Table of Contents
International Journal of Bacteriology
Volume 2013, Article ID 746862, 9 pages
Research Article

Expression, Purification, and Functional Characterization of Atypical Xenocin, Its Immunity Protein, and Their Domains from Xenorhabdus nematophila

School of Biotechnology, Gautam Buddha University, Yamuna Expressway, Greater Noida, Uttar Pradesh 201308, India

Received 30 April 2013; Revised 17 July 2013; Accepted 1 August 2013

Academic Editor: Rodrigo E. Mendes

Copyright © 2013 Jitendra Singh Rathore. This is an open access article distributed under the Creative Commons Attribution License, which permits unrestricted use, distribution, and reproduction in any medium, provided the original work is properly cited.

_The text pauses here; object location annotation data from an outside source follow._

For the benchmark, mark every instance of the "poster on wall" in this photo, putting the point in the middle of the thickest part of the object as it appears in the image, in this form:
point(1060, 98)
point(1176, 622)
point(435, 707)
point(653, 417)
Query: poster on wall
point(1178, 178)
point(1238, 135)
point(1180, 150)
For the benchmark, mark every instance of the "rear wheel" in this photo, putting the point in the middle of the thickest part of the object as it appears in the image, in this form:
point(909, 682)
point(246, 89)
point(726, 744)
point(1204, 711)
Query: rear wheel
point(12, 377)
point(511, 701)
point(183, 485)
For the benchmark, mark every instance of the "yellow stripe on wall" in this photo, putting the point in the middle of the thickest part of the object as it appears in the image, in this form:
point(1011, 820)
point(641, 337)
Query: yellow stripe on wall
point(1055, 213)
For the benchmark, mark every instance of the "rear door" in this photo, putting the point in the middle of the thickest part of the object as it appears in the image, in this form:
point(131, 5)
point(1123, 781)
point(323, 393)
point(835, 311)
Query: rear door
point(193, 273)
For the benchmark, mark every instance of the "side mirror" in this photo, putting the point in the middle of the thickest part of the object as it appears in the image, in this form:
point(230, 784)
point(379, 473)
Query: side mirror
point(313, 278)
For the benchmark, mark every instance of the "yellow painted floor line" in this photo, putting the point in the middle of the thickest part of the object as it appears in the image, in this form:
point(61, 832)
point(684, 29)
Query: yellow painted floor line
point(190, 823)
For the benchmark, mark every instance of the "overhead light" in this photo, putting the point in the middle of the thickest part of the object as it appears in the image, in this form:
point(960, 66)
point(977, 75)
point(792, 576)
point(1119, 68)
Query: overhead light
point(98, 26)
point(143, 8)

Xenorhabdus nematophila, a gram-negative bacterium belonging to the family Enterobacteriaceae is a natural symbiont of a soil nematode from the family Steinernematidae. In this study cloning, expression, and purification of broad range iron regulated multidomain bacteriocin called xenocin from X. nematophila (66 kDa, encoded by xcinA gene) and its multidomain immunity protein (42 kDa, encoded by ximB gene) have been done. xcinA-ximB (N′ terminal 270 bp), translocation, and translocation-receptor domain of xcinA, ximB, and its hemolysin domain were cloned, expressed, and purified by single step Ni-NTA chromatography under native conditions. In the functional characterization, neutralization of xcinA toxicity by immunity domain of ximB gene was determined by endogenous assay. Exogenous toxic assays results showed that only the purified recombinant xenocin-immunity domain (10 kDa) protein complex had toxic activity. Atypical cognate immunity protein (42 kDa) of xenocin was fusion of immunity domain (10 kDa) and hemolysin domain (32 kDa). In silico analysis of immunity protein revealed its similarity with hemolysin and purine NTPase like proteins. Hemolytic activity was not observed in immunity protein or in its various domains; however, full-length immunity protein lacking Walker motif showed ATPase activity. Finally, using circular dichroism performed secondary structural analyses of all the recombinant proteins/protein complexes.